どうやら、もう十分休めたということらしい。
「じゃあな、ボーマン。俺たちは王都へ向かう」
「おう、マスターのこと、よろしくな」
「世話になってるのはこちらだがな。しばらくしたらこちらに戻ってくるだろうし、その時はよろしく頼む」
「了解だ、気を付けて行けよ!」
気のいいボーマンの言葉に笑みと首肯を返し、南へと向けて歩を進める。
目指すは王都グリングロー。アルトリウスが交渉を行っているという、この国の中枢部だ。

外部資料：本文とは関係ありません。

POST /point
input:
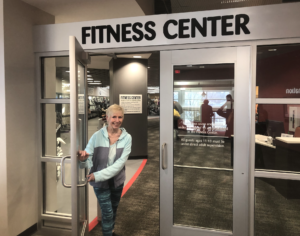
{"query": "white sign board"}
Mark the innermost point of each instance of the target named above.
(132, 103)
(227, 25)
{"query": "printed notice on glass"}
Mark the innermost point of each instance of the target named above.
(80, 103)
(132, 103)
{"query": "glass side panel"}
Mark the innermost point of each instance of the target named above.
(56, 127)
(57, 198)
(81, 142)
(55, 77)
(277, 137)
(203, 118)
(278, 71)
(277, 207)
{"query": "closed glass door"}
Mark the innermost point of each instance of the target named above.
(205, 130)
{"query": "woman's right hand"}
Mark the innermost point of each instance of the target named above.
(82, 155)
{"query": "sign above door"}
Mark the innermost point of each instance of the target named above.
(251, 23)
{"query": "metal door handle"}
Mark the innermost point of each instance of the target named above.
(63, 172)
(163, 154)
(63, 175)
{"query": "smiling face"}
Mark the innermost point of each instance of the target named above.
(115, 120)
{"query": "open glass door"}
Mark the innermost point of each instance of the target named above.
(205, 142)
(63, 109)
(78, 123)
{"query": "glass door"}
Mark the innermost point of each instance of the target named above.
(78, 111)
(205, 142)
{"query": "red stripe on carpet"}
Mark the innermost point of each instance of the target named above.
(127, 186)
(131, 181)
(93, 223)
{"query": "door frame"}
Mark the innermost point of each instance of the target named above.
(252, 43)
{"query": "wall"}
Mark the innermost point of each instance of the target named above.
(277, 73)
(20, 95)
(129, 76)
(3, 166)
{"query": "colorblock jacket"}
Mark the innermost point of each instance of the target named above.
(98, 149)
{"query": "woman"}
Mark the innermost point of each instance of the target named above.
(106, 154)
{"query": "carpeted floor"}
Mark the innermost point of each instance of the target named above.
(203, 197)
(277, 207)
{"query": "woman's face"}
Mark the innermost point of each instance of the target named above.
(115, 119)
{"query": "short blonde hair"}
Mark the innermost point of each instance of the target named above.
(112, 108)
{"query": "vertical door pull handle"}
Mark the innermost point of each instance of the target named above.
(63, 173)
(164, 157)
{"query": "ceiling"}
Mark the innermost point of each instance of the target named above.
(179, 6)
(86, 10)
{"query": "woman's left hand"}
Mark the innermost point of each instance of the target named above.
(91, 177)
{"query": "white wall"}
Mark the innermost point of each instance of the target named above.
(21, 130)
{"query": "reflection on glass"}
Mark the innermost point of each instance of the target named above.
(278, 71)
(81, 141)
(203, 137)
(57, 198)
(203, 198)
(277, 207)
(56, 130)
(56, 81)
(277, 137)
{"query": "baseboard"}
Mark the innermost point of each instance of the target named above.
(137, 157)
(30, 231)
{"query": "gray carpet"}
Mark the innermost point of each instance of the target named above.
(277, 207)
(203, 197)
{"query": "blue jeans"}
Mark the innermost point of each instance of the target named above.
(109, 199)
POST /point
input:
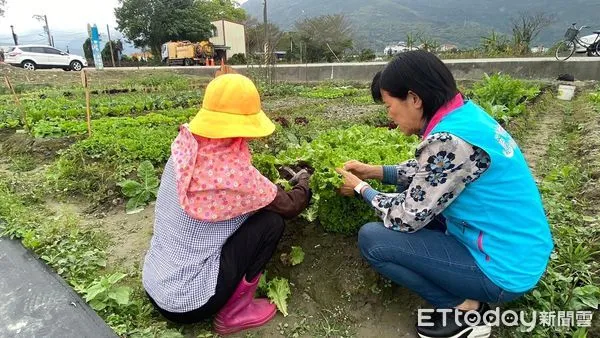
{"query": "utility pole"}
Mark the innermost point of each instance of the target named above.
(12, 28)
(112, 54)
(267, 45)
(44, 20)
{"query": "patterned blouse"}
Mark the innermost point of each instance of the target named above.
(443, 166)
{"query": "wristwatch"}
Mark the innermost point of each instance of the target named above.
(359, 188)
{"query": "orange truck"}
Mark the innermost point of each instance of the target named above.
(188, 53)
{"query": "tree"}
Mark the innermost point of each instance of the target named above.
(229, 10)
(526, 27)
(87, 49)
(150, 23)
(429, 44)
(366, 55)
(327, 37)
(495, 44)
(411, 39)
(255, 35)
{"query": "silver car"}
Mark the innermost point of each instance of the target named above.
(32, 57)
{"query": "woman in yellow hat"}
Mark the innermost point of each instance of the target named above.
(218, 220)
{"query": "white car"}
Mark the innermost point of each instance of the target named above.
(34, 57)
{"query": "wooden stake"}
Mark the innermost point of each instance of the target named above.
(86, 87)
(17, 101)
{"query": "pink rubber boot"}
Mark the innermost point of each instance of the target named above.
(242, 311)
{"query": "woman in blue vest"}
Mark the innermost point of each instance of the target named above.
(467, 226)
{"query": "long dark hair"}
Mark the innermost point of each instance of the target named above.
(421, 72)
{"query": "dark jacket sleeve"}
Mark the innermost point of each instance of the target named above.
(290, 204)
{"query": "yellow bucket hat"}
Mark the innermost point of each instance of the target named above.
(231, 108)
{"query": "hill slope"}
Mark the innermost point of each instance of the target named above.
(380, 22)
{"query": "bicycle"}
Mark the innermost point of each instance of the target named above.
(568, 46)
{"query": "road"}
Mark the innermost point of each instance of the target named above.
(450, 61)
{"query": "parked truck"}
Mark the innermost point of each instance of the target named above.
(188, 53)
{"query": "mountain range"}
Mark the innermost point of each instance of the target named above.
(377, 23)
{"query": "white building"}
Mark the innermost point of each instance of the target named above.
(400, 47)
(229, 38)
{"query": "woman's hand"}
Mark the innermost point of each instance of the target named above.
(364, 171)
(350, 182)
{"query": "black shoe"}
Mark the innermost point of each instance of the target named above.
(460, 328)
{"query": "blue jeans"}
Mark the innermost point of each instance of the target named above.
(434, 265)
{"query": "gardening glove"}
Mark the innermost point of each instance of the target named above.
(299, 176)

この国の防衛には手を貸しているし、既にある程度恩は売っているが……さて、どのようになっていることやら。
まあ、そちらも気になるのだが、俺としてはいかに《斬魔の剣》を育てるべきかの方が悩ましい。
王都に着いてから、再び決闘で鍛えるべきだろうか――そう悩みつつ何とはなしに空を見上げ、目を見開く。
「そういえば、その手があったか」
「先生? 何を思いついたんですか? 嫌な予感がするんですけど?」
「お前な……変なことは考えちゃいねぇよ。《斬魔の剣》を育てるのにいい方法を思いついたってだけの話だ」
「……本気で今日中に育て切るつもりですか、先生」
口元を引き攣らせる緋真に、俺は笑みを返す。
今日中に魔剣の継承へ移ることが無理だとしても、準備までは終わらせておきたい。
そのためにも、チャンスは少しでも活かさなくては。
「さ、行くぞ。面倒ごとは今日で終わりだ」
「……はぁ。了解です」
景気の悪い様子の緋真を小突きながら、建築中の砦を後にする。
さあ、王都に着くまでにどれだけ育てられるか――試してみるとしよう。
* * * * *
「――『生魔』」
こちらへと突撃してきた巨体へと向け、蒼と金の刃を振るう。
その一閃は相手が纏っていた風の鎧を斬り裂き、その下にあった敵――マイナーグリフォンの体に深く傷を付ける。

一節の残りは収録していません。